From 4a5fc9a7ce6c6d5c6fde6ffea813be9db70e96b5 Mon Sep 17 00:00:00 2001
From: AsWhitale <1838528479@qq.com>
Date: Fri, 6 Jun 2025 21:00:29 +0800
Subject: [PATCH] =?UTF-8?q?code=20review=201.=E8=B0=83=E6=95=B4=E4=BA=86?=
 =?UTF-8?q?=E4=B8=80=E4=BA=9B=E6=96=B9=E6=B3=95=E5=92=8C=E7=B1=BB=E7=9A=84?=
 =?UTF-8?q?=E5=85=B3=E7=B3=BB=202.=E4=BC=98=E5=8C=96=E4=BA=86=E6=95=B0?=
 =?UTF-8?q?=E6=8D=AE=E5=8A=A0=E8=BD=BD=203.=E4=BF=AE=E6=AD=A3=E4=BA=86?=
 =?UTF-8?q?=E9=94=99=E8=AF=AF=E7=9A=84=E6=96=87=E4=BB=B6=E8=B7=AF=E5=BE=84?=
MIME-Version: 1.0
Content-Type: text/plain; charset=UTF-8
Content-Transfer-Encoding: 8bit

---
 app/vocabulary.py | 195 +++++++++++++++++++++++++---------------------
 1 file changed, 106 insertions(+), 89 deletions(-)

diff --git a/app/vocabulary.py b/app/vocabulary.py
index c8f3cf2..029d905 100644
--- a/app/vocabulary.py
+++ b/app/vocabulary.py
@@ -1,76 +1,13 @@
-"""
-词汇难度评估系统
-功能:根据单词在不同考试中的出现情况评估其难度级别,并计算用户或文章的词汇水平
-"""
-
 import re
 import pickle
+import os
 from typing import Dict, List, Tuple, Union
+from collections import Counter
 
 # 预编译正则表达式提高性能
 WORD_PATTERN = re.compile(r'\b[\w-]+\b')
 
 
-def load_record(pickle_fname: str) -> Dict[str, List[str]]:
-    """
-    加载pickle格式的单词-考试类型数据
-
-    参数:
-    pickle_fname: pickle文件名
-
-    返回:
-    字典格式的单词到考试类型列表的映射
-
-    异常:
-    FileNotFoundError: 当文件不存在时抛出
-    ValueError: 当pickle文件损坏时抛出
-    """
-    try:
-        with open(pickle_fname, 'rb') as f:
-            return pickle.load(f)
-    except FileNotFoundError:
-        raise FileNotFoundError(f"Pickle文件 {pickle_fname} 未找到")

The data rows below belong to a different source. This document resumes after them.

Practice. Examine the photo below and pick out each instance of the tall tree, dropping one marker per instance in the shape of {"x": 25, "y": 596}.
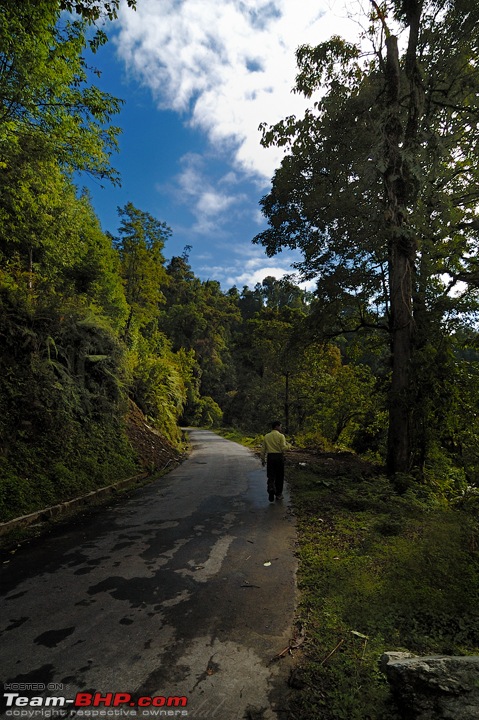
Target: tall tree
{"x": 379, "y": 184}
{"x": 140, "y": 242}
{"x": 46, "y": 100}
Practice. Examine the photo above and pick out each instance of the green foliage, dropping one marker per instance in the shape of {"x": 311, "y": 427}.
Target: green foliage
{"x": 377, "y": 572}
{"x": 45, "y": 98}
{"x": 378, "y": 191}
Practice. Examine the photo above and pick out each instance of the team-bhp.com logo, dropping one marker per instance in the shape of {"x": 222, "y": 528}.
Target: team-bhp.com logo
{"x": 94, "y": 705}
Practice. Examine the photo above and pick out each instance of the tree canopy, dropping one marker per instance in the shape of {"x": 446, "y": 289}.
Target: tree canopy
{"x": 378, "y": 188}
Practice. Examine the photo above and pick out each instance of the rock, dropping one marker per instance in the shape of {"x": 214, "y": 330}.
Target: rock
{"x": 437, "y": 687}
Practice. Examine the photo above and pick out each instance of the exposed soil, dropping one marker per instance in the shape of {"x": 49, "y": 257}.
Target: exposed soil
{"x": 154, "y": 451}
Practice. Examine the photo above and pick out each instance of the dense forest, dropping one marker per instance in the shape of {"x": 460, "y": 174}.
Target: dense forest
{"x": 378, "y": 189}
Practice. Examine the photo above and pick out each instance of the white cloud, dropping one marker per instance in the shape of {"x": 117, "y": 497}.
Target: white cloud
{"x": 206, "y": 199}
{"x": 227, "y": 66}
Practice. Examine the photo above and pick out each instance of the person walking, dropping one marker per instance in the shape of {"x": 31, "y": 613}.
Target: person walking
{"x": 272, "y": 455}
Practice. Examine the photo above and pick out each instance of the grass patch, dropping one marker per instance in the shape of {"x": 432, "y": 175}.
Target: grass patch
{"x": 377, "y": 572}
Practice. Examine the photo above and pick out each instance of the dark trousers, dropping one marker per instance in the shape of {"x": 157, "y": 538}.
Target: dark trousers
{"x": 275, "y": 472}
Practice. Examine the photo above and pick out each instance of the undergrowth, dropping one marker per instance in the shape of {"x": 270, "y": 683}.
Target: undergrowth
{"x": 377, "y": 572}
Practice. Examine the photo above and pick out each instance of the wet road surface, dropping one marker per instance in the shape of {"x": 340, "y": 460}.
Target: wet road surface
{"x": 185, "y": 589}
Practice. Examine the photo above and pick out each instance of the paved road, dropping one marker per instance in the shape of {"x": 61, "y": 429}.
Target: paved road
{"x": 184, "y": 589}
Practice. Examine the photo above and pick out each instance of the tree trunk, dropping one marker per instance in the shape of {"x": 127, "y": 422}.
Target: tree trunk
{"x": 401, "y": 189}
{"x": 401, "y": 260}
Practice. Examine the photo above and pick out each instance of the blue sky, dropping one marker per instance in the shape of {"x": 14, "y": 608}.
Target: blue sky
{"x": 197, "y": 78}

-    except pickle.PickleError:
-        raise ValueError(f"Pickle文件 {pickle_fname} 损坏或格式不正确")
-
-
-def convert_test_type_to_difficulty_level(d: Dict[str, List[str]]) -> Dict[str, int]:
-    """
-    将考试类型映射为难度级别
-
-    难度级别定义:
-    0: 未知/未分类
-    4: CET4
-    5: OXFORD3000
-    6: CET6或GRADUATE
-    7: IELTS或OXFORD5000
-    8: BBC
-
-    参数:
-    d: 单词到考试类型列表的映射
-
-    返回:
-    单词到难度级别的映射
-    """
-    result = {}
-    for word, test_types in d.items():
-        if 'CET4' in test_types:
-            result[word] = 4
-        elif 'OXFORD3000' in test_types:
-            result[word] = 5
-        elif 'CET6' in test_types or 'GRADUATE' in test_types:
-            result[word] = 6
-        elif 'IELTS' in test_types:
-            result[word] = 7
-        elif 'OXFORD5000' in test_types:
-            result[word] = 7
-        elif 'BBC' in test_types:
-            result[word] = 8
-        else:
-            result[word] = 0
-    return result
-
-
 class VocabularyLevelEstimator:
     """
     词汇难度评估基类
@@ -82,13 +19,77 @@ class VocabularyLevelEstimator:
     """
     _test_raw = None
     _difficulty_dict = None
+    PICKLE_PATH = 'static/words_and_tests.p'  # 默认数据文件路径
 
     @classmethod
     def _load_data(cls):
         """延迟加载数据,避免不必要的文件操作"""
         if cls._test_raw is None:
-            cls._test_raw = load_record('words_and_tests.p')
-            cls._difficulty_dict = convert_test_type_to_difficulty_level(cls._test_raw)
+            cls._test_raw = cls.load_record(cls.PICKLE_PATH)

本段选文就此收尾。